On screen, in the pre-match stages, things hadn't looked so promising. As the teams filed pensively down the tunnel, the camera closed in on the side of Matthew Le Tissier's head and, weirdly, remained there. It may well have been the beginning of a whole new era if you were crammed into that buzzing Wembley Stadium; for us stuck at home, it just looked like the start of a whole new ear.

Meanwhile, the words which everyone was avoiding using were 'Graham' and 'Taylor'. It's a tribute to the restraint of all involved that in nearly four hours of punditry, only Phil Thompson, the former Liverpool player and a member of Sky's discussion team, broke with the taboo. 'No disrespect to Graham Taylor . . .' he began, before saying something to the effect that it was nice to watch a team that knew the goals were located at the ends of the pitch rather than in the stands and, all in all, showed some evidence of having a manager.

We didn't get much of a view of Terry Venables heading to the bench for the first time because all the other camera crews getting their shots of Venables heading to the bench for the first time were in the way. (I don't know who manages the BBC camera team, which provided the pictures on Wednesday, but it may perhaps be worth bringing someone in to play in an aggressive sweeper role, pushing forward from the back.) Still, that didn't matter because, for television viewers, the prime and over- arching question on all international footballing occasions is: what kind of a start will John Motson get off to?

A flyer, you'd have to say. 'Curiosity may have killed the cat, but it's certainly brought Wembley to life as England start a new era.' The most fastidious Motson-

spotter would have been happy with that. When he followed up swiftly with an extended alcohol metaphor, it was pure bonus. In this 'intoxicating atmosphere' we were to look out for 'the new, sparkling wine' (Darren Anderton), 'the vintage wine, bottled up for too long' (Peter Beardsley) and 'an unpredictable cocktail, the mercurial Paul Gascoigne'. Poetry. A shame that Gazza had to ruin it by playing like a mug of cold Ovaltine.
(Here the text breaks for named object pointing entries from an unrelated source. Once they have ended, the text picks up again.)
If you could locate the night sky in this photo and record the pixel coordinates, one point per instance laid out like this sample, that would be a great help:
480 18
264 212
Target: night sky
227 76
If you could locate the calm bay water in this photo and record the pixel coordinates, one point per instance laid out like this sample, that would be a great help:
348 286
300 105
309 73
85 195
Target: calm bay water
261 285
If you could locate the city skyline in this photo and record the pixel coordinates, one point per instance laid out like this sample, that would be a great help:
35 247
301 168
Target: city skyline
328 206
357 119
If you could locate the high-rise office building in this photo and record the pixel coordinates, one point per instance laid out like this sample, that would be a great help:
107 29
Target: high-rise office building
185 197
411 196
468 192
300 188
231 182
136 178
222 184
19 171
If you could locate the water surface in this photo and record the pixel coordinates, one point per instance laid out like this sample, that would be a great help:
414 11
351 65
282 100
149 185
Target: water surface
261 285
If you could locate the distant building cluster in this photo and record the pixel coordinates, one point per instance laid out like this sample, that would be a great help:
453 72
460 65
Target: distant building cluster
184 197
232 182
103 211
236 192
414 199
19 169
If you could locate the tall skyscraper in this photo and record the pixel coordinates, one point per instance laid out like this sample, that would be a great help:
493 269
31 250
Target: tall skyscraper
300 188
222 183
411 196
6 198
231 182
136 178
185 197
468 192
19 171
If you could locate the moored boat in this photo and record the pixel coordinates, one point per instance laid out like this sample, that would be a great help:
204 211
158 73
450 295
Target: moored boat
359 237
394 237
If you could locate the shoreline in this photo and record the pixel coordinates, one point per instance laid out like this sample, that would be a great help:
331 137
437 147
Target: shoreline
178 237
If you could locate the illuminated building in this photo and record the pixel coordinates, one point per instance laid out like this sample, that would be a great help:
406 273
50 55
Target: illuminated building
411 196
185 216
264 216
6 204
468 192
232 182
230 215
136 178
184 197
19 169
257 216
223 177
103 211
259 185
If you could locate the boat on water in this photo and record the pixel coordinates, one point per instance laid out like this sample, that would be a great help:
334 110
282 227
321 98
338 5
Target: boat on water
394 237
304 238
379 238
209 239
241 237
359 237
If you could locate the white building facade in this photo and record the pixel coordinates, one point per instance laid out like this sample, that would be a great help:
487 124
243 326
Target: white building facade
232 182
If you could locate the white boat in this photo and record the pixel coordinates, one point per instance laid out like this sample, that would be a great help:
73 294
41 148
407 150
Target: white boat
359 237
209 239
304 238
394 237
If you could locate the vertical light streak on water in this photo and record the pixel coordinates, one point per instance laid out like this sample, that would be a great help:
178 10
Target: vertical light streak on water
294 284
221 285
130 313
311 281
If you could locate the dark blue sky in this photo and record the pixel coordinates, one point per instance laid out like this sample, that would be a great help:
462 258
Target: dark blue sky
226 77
There was a telling comparison to be had with Martin Tyler on Sky who, on the subject of His Royal Fatness, could only offer us: 'Gascoigne: the perennial joker in the England pack.' Score nil for Keatsian invention there. 'Graeme Pierre Le Saux,' he mused later. 'A name that suggests French ancestry.' He doesn't miss a trick, that Martin Tyler. But top marks to any commentator casual enough to set themselves a tongue-twister in the heat of the game: 'Shearer has been synonymous with sharpness this season.' Try saying that, 10 times quickly.

Before the game, in the Sky studio, Alan Ball had confessed: 'There's lot of things unknown tonight.' And one of them was just how fervently patriotic Ball was going to become as the evening wore on. 'When things are against us, we all get together. That's the English people,' he said at half- time, misty-eyed at the 1-0 scoreline. Maybe he was stirred up by comments from the commentary box during the second half (Francis: 'This is what England's all about - football.' Tyler: 'I think it's the Dunkirk spirit again'). But when we came back for the post-match chat, it was over to Major Ball, standing now in a specially constructed trench in the studio, wearing combat fatigues and a helmet. 'The important thing is that the people are back with England again,' he said, as Phil Thompson next to him played 'Land of Hope and Glory' on a harmonica.

There were pitifully few chances to admire David Seaman's whole new, Venables era goalkeeping kit. This spring, David is wearing a banana yellow abattoir- worker's smock with a fetching inlaid testcard motif, which is attractively repeated in a pair of radioactive side panels on his lycra-style shorts, for that fire- damaged tarpaulin look. Interestingly, the shorts themselves descend almost to the ankles, a timely reworking of the tired 'trouser' formula. Dumb grin, model's own.

After the game, Gazza was interviewed in the tunnel, where he gave a sober analysis of the virtues of the passing game coupled with some quiet disappointment at his own failure to score - the whole delivered without belching, crying, producing a suggestive vegetable or attempting to remove the interviewer's shirt. A mature period for Gazza? This really is a new era. Era we go, era we go, era we go.